Your browser does not support Javascript

Tutor Beyond the Syllabus for Young Students

30th November 2018 9:00
By Blue Tutors

We recently had a parent call us to request GCSE Biology and Chemistry tuition for her daughter, but with a twist. She wasn’t so concerned with a tutor to teach the syllabus and improve her daughter’s grade at GCSE; she is already doing well and expected to get good grades. The student has ambitions to study medicine at university, and the tuition is so that she can understand biology and chemistry more deeply and learn outside of the standard GCSE syllabus.

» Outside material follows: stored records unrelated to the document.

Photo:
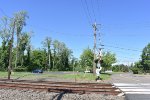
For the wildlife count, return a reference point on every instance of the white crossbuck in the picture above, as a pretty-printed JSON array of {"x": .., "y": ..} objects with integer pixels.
[{"x": 134, "y": 88}]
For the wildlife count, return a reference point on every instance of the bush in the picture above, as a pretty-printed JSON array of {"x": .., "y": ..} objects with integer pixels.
[
  {"x": 135, "y": 70},
  {"x": 20, "y": 69}
]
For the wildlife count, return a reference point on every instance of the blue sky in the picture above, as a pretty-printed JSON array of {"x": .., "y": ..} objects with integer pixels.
[{"x": 124, "y": 23}]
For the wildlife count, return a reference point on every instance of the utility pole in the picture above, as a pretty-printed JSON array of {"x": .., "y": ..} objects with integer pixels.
[
  {"x": 10, "y": 51},
  {"x": 95, "y": 29}
]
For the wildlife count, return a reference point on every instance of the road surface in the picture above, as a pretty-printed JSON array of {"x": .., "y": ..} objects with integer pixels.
[{"x": 135, "y": 87}]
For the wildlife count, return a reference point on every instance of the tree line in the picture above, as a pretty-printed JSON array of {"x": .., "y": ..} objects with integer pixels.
[
  {"x": 18, "y": 54},
  {"x": 53, "y": 56}
]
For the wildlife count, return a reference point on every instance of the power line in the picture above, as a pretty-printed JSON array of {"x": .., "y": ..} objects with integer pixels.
[
  {"x": 88, "y": 11},
  {"x": 93, "y": 10},
  {"x": 98, "y": 8},
  {"x": 123, "y": 48}
]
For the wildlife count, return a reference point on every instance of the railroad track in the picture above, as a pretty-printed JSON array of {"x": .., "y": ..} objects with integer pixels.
[{"x": 66, "y": 87}]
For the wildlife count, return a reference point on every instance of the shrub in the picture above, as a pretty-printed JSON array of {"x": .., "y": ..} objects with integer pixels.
[{"x": 20, "y": 69}]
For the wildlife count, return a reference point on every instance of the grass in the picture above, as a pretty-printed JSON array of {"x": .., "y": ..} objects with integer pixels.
[{"x": 29, "y": 75}]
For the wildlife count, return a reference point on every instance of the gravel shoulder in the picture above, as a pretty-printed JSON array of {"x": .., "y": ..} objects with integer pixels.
[{"x": 12, "y": 94}]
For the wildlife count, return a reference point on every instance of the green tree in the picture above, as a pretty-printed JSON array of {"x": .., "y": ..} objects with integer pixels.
[
  {"x": 5, "y": 36},
  {"x": 86, "y": 59},
  {"x": 108, "y": 60},
  {"x": 47, "y": 43},
  {"x": 146, "y": 58},
  {"x": 20, "y": 18}
]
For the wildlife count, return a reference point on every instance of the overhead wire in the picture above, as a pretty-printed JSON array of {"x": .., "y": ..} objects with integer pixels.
[
  {"x": 86, "y": 13},
  {"x": 93, "y": 10},
  {"x": 89, "y": 14},
  {"x": 129, "y": 49}
]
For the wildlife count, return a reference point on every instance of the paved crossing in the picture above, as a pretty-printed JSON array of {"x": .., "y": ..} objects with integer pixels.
[
  {"x": 134, "y": 88},
  {"x": 135, "y": 91}
]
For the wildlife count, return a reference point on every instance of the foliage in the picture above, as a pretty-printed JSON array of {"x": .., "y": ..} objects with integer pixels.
[
  {"x": 146, "y": 58},
  {"x": 108, "y": 60},
  {"x": 86, "y": 61},
  {"x": 20, "y": 69},
  {"x": 120, "y": 68}
]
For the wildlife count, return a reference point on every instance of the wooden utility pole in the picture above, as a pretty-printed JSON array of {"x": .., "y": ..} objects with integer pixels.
[
  {"x": 10, "y": 51},
  {"x": 95, "y": 29}
]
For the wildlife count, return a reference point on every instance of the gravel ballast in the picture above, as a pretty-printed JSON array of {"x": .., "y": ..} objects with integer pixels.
[{"x": 13, "y": 94}]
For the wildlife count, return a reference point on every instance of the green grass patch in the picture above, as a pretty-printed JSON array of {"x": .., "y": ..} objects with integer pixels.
[{"x": 78, "y": 76}]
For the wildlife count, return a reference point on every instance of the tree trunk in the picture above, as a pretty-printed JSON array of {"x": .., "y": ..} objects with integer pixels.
[{"x": 10, "y": 52}]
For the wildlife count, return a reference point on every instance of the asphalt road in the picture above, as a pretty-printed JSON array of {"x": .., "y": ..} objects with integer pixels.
[{"x": 135, "y": 87}]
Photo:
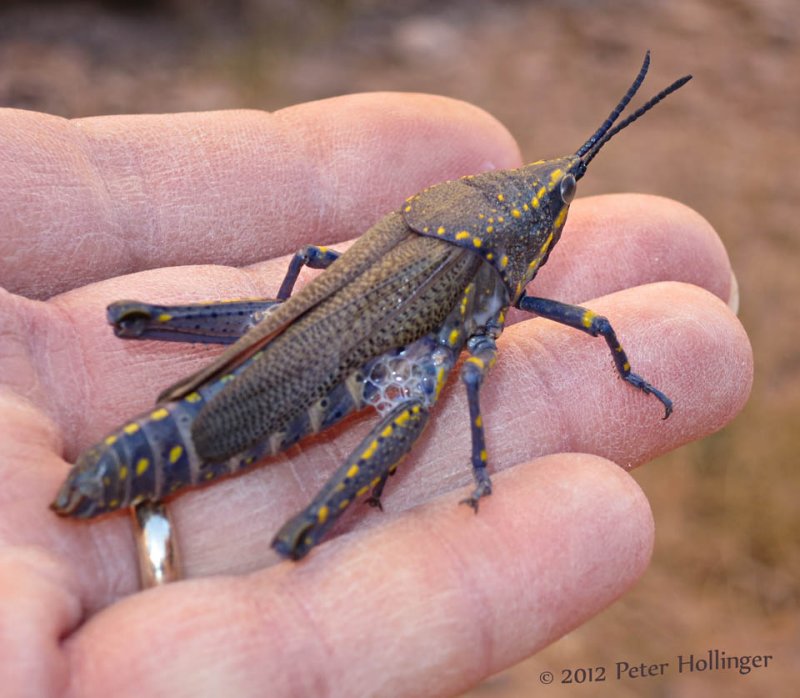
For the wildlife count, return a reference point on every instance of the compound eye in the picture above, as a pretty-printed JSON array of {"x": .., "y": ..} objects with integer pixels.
[{"x": 568, "y": 187}]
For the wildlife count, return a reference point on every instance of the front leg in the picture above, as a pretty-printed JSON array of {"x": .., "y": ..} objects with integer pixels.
[
  {"x": 596, "y": 325},
  {"x": 219, "y": 322},
  {"x": 484, "y": 353}
]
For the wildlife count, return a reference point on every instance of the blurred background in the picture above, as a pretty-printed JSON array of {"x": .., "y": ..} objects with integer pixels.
[{"x": 727, "y": 560}]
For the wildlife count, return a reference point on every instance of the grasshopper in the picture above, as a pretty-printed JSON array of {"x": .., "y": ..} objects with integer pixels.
[{"x": 382, "y": 327}]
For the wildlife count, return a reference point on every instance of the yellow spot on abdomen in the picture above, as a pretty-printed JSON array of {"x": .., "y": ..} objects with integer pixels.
[{"x": 370, "y": 450}]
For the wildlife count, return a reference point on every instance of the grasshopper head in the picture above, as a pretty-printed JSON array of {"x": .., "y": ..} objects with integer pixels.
[
  {"x": 90, "y": 487},
  {"x": 554, "y": 183}
]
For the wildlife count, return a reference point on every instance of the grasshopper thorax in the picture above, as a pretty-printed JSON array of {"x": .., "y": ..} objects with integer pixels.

Maybe we shouldn’t describe this sort of tuition has learning for learning’s sake, because the end goal is still to improve the student’s university and career prospects, but it’s certainly different from 95% of the requests we receive which are specifically for imminent exams. However, while this slightly different type of tuition is most commonly requested for students looking to learn more about a chosen university subject, we would argue that it might be a better tactic to employ at a much younger age.

The main reason students begin to struggle at school is because they never fully understood the basics of a subject when they were younger. For a conscientious student, it can be ‘easy’ to score full marks on a test without fully understanding the underlying ideas. A good analogy might be driving a car; you don’t have to understand all the inner workings of car to drive from A to B. Once a student gets to a stage where a shallow understanding of these ideas is no longer enough, it might be too late to learn them properly.

Tuition which goes beyond, or rather much more deeply, than a syllabus can be so useful in a student’s formative years. Labouring over the simplest concept until it’s perfectly understood means that future learning is built on solid foundations.

We don’t encourage as much tuition for students at KS1 and KS2 as we are happy with for older students, but when it does happen we think it’s great to go beyond ‘what is required’. A student leaving primary school with an incredible understanding of the basics but a comparatively poor knowledge of the syllabus is in a much better position than vice versa.